“Non diventiamo cattivi maestri di noi stessi”

Erica D'Adda (Ulivo) avverte: non facciamo di tutta l'erba un fascio, è dalla disaffezione alla democrazia che nasce l'antipolitica

A un uomo la vita consegna un orrore intraducibile per la razionalità umana; poi anni, giorni e minuti secondi per ricordare e testimoniare quell’orrore.

Se S. Agostino aveva ragione quando diceva:” né i tempi futuri né quelli passati sono ed è improprio dire che i tempi sono tre, passato, presente e futuro. Probabilmente sarebbe appropriato dire che i tempi sono tre in questo senso: il presente di quel che è passato, il presente del presente, il presente del futuro. Queste tre specie di tempi sono quindi nell’anima e non vedo come possano essere altrove” allora Angioletto Castiglioni è condannato ad essere sempre lì, nell’orrore indicibile e ancora lo vive.

L’immagine di quest’uomo insultato da una muta di vigliacchi senza capelli e senza ragione nella via principale della nostra città, solo, senza nessuno che gli si affiancasse e lo difendesse, lascia un malessere sordo che le grandi parole non riescono a dissipare.

Le parole, lasciate correre a fiumi nelle manifestazioni ufficiali non bastano più. Sembriamo avere perso l’aderenza fra la nostra parola e la cosa.

Se non reagiamo insieme con un salto culturale di qualità superiore, continuo nel tempo e non limitato all’iconografia ufficiale, rischiamo tutti.

Ancora le parole, che possono essere pietre. E le può tirare anche un giornalista intelligente.

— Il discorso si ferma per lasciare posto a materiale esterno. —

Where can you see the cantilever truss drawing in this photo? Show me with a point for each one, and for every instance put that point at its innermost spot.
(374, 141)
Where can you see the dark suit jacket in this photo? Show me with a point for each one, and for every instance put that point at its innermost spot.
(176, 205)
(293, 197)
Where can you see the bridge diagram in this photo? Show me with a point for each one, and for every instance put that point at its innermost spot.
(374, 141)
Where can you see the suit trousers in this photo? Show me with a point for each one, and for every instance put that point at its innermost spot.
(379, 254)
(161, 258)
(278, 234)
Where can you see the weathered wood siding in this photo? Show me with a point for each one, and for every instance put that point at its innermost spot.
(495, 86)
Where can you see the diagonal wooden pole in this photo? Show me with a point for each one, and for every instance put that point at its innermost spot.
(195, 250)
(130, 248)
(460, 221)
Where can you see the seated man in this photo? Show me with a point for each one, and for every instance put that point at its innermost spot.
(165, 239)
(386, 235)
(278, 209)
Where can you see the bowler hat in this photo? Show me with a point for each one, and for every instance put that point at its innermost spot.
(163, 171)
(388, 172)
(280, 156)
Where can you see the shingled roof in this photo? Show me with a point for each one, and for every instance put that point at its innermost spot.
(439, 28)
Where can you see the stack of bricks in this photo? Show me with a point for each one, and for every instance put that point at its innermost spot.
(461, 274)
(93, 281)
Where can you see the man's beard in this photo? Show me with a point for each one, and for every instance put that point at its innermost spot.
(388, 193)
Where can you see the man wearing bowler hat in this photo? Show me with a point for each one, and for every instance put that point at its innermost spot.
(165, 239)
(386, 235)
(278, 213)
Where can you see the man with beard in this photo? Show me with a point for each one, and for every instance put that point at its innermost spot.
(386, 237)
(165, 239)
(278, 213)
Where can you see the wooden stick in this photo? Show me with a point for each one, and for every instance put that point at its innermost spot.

Quando parliamo di “sottile vernice di Stato di diritto, una patina corrosa e cadente di democrazia, un antifascismo di facciata che non inganna più nessuno” incorriamo in due pericoli.

Uno: quello di far credere che ciò che si è costruito finora, grazie a chi ha lottato per consegnarlo alle nostre generazioni, per quanto imperfetto e perfettibile, sia da buttare.

Si crea una disaffezione alla democrazia e una contestazione globale del sistema in quanto tale, i cui germi la storia insegna essere i primi segnali di allarme vero.

Due: se la delegittimazione del sistema e della democrazia diviene la ragione con cui si spiegano gli avvenimenti di questi giorni: gli insulti a Angioletto, l’antisemitismo, il rinascere di movimenti nazisti, allora quelli che usano queste parole hanno tutti ragione.

Anche i movimenti estremi che fanno di certe variazioni sul tema la loro bandiera.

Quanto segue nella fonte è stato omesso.